In recent weeks I have read several reports which have been decidedly gloomy. The authors would probably concede that the pictures they are painting are not cheery, but do give some reasons for which to be hopeful. However, their reasons for having hope focus on the accommodative policies which have already been undertaken by the Fed and the future effects of government stimulus. Is it that some economists and strategists do not understand how and why the economy has declined to such a distressed state?
That is unlikely, it is more likely that economists have nothing else on which to fall back, but the hope that policies which have successfully stimulative in the past will once again be effective. That to me is disturbing. It is disturbing because the stimulative policies of the recent past focused on making borrowed capital more affordable. Such policies never solved the problem, they only masked the problem. This is akin to warding off a hangover by becoming drunk again at the onset of a headache. If one can stay drunk, one never has to experience a hangover. That is until either one runs out of alcohol or dies of alcohol poisoning. The economy has run out of alcohol.
Let’s go back to early 1980s. The economy was mired in a morass of no growth due to high taxes, inflexible labor laws and prohibitively high inflation. Then Fed Chairman Paul Volcker correctly identified high inflation pressures as the culprit for the stagnant economy. Contrary to recent Fed policy he raised interest rates to stimulate the economy. The plan was to combat inflation by making it prohibitively expensive to borrow. Mr. Volcker made it difficult to lever up. That the resulting recession was necessary as it reduced demand to the point where inflation was defeated. Once inflation was defeated, the economy began a long, steady march upward.
All was fine through remainder of the 1980s. Yes there was the 1987 market crash and a recession in the early 1990s (exacerbated by the First Gulf War), but the economy experienced steady growth with mild periodic corrections. However, after the 1980s rapid recovery from the malaise of the 1970s, the public expected strong growth all of the time. Slow growth and recessions were considered the result of failed policies and not of normal economic cycles. Thus, the Fed would lower rates aggressively to stimulate the economy. The culture of borrowing was born of affordable leverage.
To the delight of consumers, free trade policies, welfare reform and an explosion of technological advances combined to have a turbocharger affect on the economy. By late 1999 public perception that the tech bubble was the new reality. Every venture with “dot com” in its title was considered can’t-miss business idea. Actual earnings or business plans (many ventures had no business plans) were of little concern to the new dot-com investors. Newer financial advisers were also sucked in. Investors of all ages loaded up on tech.
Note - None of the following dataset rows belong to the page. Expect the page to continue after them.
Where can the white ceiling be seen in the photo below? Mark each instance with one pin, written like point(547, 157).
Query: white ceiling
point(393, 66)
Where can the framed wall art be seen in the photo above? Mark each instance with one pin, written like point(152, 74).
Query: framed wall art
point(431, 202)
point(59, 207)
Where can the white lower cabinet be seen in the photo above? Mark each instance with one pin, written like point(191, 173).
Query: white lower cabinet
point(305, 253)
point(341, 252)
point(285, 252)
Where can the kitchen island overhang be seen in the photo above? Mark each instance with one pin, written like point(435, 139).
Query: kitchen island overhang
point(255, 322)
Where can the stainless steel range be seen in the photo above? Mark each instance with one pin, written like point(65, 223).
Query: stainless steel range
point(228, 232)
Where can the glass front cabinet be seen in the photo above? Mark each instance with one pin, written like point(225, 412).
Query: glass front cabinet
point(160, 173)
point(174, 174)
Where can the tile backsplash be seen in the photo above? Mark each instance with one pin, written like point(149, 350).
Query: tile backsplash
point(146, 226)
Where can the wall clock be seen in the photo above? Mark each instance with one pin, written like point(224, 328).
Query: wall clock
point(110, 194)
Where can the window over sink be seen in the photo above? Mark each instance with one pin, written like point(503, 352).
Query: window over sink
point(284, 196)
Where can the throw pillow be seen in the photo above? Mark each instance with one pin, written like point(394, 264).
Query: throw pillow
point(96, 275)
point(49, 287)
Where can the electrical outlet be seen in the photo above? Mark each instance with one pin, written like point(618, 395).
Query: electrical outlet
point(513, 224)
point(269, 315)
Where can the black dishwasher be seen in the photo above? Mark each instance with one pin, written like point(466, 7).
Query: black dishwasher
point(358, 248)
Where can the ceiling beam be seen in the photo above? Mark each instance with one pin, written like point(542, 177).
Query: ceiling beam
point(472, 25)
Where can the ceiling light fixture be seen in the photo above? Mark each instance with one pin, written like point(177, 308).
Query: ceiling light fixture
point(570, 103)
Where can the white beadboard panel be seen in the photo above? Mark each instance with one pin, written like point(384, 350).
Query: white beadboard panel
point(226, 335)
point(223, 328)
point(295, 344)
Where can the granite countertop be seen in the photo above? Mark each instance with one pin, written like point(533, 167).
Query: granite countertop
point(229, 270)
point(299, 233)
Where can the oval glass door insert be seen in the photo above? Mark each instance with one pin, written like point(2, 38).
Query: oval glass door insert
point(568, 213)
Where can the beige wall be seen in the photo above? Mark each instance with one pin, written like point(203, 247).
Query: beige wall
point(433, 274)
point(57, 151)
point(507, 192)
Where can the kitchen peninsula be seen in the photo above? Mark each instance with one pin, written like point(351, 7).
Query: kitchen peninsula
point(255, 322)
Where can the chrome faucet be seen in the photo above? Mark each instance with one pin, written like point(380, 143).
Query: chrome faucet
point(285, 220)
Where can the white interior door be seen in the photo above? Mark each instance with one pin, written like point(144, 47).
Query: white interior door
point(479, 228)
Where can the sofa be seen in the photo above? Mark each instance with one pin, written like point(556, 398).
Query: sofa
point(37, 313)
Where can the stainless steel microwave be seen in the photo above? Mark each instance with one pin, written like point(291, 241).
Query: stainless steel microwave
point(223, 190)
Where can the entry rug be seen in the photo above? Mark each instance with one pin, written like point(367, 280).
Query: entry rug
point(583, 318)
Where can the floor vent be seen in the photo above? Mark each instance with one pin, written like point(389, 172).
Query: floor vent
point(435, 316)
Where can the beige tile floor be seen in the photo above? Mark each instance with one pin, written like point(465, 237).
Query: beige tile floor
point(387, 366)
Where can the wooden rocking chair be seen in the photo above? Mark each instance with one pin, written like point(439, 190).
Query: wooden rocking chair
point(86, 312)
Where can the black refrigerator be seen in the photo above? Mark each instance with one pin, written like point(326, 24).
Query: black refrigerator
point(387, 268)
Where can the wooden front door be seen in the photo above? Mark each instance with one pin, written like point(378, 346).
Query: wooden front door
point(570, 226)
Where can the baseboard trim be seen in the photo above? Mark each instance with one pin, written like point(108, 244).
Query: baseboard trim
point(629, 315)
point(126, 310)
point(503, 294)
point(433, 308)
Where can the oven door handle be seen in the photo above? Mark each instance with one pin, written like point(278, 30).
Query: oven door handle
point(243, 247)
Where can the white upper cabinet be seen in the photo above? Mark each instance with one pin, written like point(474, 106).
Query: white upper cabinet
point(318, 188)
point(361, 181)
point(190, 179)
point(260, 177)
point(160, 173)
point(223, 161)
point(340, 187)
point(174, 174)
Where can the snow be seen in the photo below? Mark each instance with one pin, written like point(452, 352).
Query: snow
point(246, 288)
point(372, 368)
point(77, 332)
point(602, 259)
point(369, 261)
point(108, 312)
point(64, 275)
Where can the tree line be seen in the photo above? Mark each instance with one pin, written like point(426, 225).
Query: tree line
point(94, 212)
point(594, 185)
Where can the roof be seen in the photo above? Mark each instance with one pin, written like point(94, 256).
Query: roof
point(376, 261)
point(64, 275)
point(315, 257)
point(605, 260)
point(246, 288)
Former Fed Chairman, Alan Greenspan’s warning about “irrational exuberance” went on heeded. When he saw the economy overheating due to preposterous investor expectations he increased interest rates. That removed leverage from the economy keeping many investors on the sidelines. Companies found venture capital more difficult to obtain. Without additional venture capital, many dot-coms failed as they were never able to generate a profit. This caused the markets to take a closer look at the tech sector. What they found was a sector littered with bad businesses. As should happen in a free market economy unviable businesses were permitted to fail. Of course the public saw the bursting of the tech bubble and the following recession as a failure of policy rather than what it really was irrational behavior on the part of investors. Business (and personal) failures are normal parts of life, except when people are told that they are not.
The recession of 2001 was blamed on the new president because it made for a good sound bite. Political pundits began telling the public that they deserved a return to a “healthy” economy like they had experienced in the late 1990s. People bought into the idea that double digit growth and windfall investments were normal!
As it had done since late in the Paul Volcker era, the Fed eased to stimulate the economy, stimulation via cheap borrowing. Fed Chairman Alan Greenspan became concerned that although business activity increased, job growth remained modest (the so-called jobless recovery). Modest job growth was due to productivity gains resulting from technological advances and globalization. Fewer workers were needed to produce the required goods and service for a given amount of economic growth. That answer was politically unacceptable.
The Fed began a strategy of supercharging the economy by bring the Fed Funds rate to 1.00% was, in affect, a negative interest rate as it was below the rate of inflation. Even investors who had to pay higher-than-typical interest rates were borrowing at historically low rates. Combine that with the banks’ ability to bury exotic and subprime loans into AAA-rated securities and the recipe for disaster was not only on the stove, it was coming to a boil.
We all know what happened next. We are living it right now. What many of us many not realize is that we are not experiencing a collapse of our capitalist system (take that George Soros), but a reversion to an economy based on fundamentals and prudent lending. The last to booms (bubbles) were unsustainable economic aberrations. Efforts to re-inflate the bubble via the traditional policies of easy money have proved unsuccessful. Some businesses (possibly some banks) may fail. Many homeowners will lose their homes. These are unfortunate, but necessary occurrences. The leverage binge is over. The sooner we deal with the headache and move on the better.